至誠、天に通ずる。

 「天地が天地たるゆえんのの本体、本質、これを誠という。別の用語で言えば真実である。この誠という文字も非常に考えられて造られている。偏の「言」は「事」という文字で、その言(こと)(事)の端(は)が言葉だ。要するにこれは事実ということである。創造、クリエーション自体を言という。創造の営みによって創り出されるものが言である。その端、先端が言葉である。だから人間が成長する始まりは言葉だ。モノを言い出すというのが成長の始まりです。」と言われても・・・という人には関係がないのだが、そのニュアンスに心が少しでも動いたのなら、その至誠は必ず天に通じるのだろう。この場合の天とは何を指すのかが問題である。
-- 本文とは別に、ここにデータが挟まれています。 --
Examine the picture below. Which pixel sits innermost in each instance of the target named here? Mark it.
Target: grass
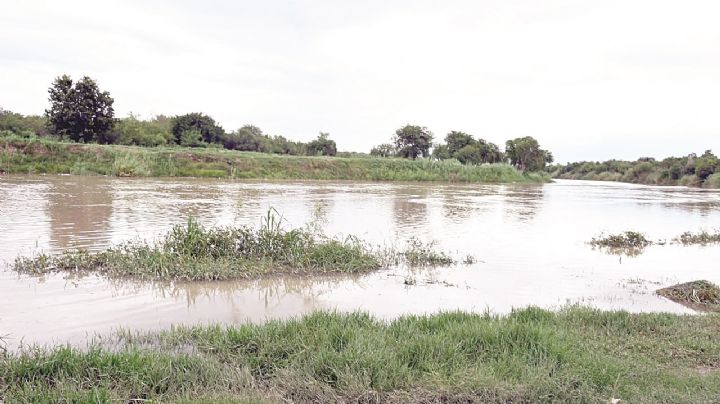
(194, 252)
(698, 295)
(47, 156)
(702, 237)
(532, 355)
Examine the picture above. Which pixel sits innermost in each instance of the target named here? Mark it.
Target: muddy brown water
(529, 242)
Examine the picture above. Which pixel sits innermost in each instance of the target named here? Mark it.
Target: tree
(322, 146)
(383, 150)
(480, 152)
(412, 141)
(457, 140)
(210, 131)
(79, 111)
(525, 153)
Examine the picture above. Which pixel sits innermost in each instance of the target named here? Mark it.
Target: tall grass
(532, 355)
(42, 155)
(193, 252)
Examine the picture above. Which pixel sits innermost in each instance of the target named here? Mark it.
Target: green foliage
(322, 146)
(210, 131)
(456, 141)
(192, 138)
(688, 171)
(193, 252)
(525, 153)
(577, 355)
(80, 112)
(383, 150)
(412, 141)
(43, 155)
(149, 133)
(18, 123)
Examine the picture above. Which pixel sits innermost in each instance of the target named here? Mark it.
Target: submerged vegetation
(627, 240)
(194, 252)
(699, 295)
(702, 237)
(35, 155)
(532, 355)
(693, 170)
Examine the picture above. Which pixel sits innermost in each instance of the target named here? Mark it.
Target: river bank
(35, 155)
(574, 355)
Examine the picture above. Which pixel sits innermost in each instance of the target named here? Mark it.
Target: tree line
(412, 141)
(691, 170)
(80, 111)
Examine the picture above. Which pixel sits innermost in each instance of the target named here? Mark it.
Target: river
(529, 242)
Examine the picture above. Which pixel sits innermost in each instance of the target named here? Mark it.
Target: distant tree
(210, 131)
(412, 141)
(79, 111)
(383, 150)
(457, 140)
(441, 152)
(706, 165)
(480, 152)
(322, 146)
(525, 153)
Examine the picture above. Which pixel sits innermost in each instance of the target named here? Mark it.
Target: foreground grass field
(41, 155)
(532, 355)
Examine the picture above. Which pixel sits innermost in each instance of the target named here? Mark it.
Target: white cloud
(589, 79)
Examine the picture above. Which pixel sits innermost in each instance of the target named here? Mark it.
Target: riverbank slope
(35, 155)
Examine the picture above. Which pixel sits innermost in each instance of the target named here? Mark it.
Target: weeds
(703, 238)
(700, 295)
(42, 155)
(194, 252)
(531, 355)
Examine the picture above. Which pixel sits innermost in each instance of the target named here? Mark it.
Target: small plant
(701, 295)
(702, 238)
(421, 254)
(628, 239)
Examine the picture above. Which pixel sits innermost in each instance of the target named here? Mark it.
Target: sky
(591, 80)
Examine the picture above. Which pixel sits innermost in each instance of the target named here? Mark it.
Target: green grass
(702, 237)
(42, 155)
(194, 252)
(699, 295)
(575, 355)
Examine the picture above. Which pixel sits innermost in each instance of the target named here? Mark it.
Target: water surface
(529, 242)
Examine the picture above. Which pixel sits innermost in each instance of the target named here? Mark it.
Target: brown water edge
(530, 243)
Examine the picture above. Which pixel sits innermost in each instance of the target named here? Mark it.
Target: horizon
(643, 88)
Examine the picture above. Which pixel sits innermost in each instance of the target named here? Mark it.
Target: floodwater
(529, 242)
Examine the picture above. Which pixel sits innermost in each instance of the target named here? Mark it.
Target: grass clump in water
(418, 253)
(193, 252)
(699, 295)
(703, 238)
(531, 355)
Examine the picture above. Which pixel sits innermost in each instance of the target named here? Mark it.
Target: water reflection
(79, 211)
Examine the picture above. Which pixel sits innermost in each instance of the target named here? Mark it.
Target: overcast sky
(591, 80)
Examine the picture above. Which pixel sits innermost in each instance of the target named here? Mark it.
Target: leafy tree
(457, 140)
(192, 138)
(525, 153)
(210, 131)
(150, 133)
(322, 146)
(412, 141)
(383, 150)
(79, 111)
(479, 152)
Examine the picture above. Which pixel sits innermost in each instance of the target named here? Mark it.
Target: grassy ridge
(42, 155)
(532, 355)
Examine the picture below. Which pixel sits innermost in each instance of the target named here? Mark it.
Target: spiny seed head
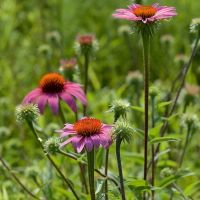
(28, 112)
(86, 44)
(119, 108)
(51, 146)
(166, 172)
(123, 131)
(195, 25)
(190, 119)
 天文学と占星術の違いは軸がどこなのか?と同様に、言葉を信じるということが具体的にどのような作用があり効果があるのかを知覚してこそ・・・なのである。

 有言実行という言葉がよく学校の廊下や教室に貼ってたが、その深い意味を理解しないまま、誰もが学校を卒業して社会にでる。そういえば学校の廊下にそんな言葉が貼ってあったなぁ~と勤め始めた会社の社長が会議で引用して想い出すみたいなあれ。最初に何故言葉ありきなのかは突き詰めらとしたら相当深いはず。脳が発信する信号で神経から筋肉に何かが伝わっている仕組みである以上、それが通じる通じないではなく、一体であることを知る。

 ゴッホの原子を吸いこんでゴッホになれるという仮説があるらしいが、だから、ゴッホになりたいかと聞かれれば、返答はNOだ。ドバイの億万長者になりたいかと聞かれても返答はNOだ。原子論を茶化せばキリがないが、最初は言葉ありきだとしても朽ちれば皆同じ。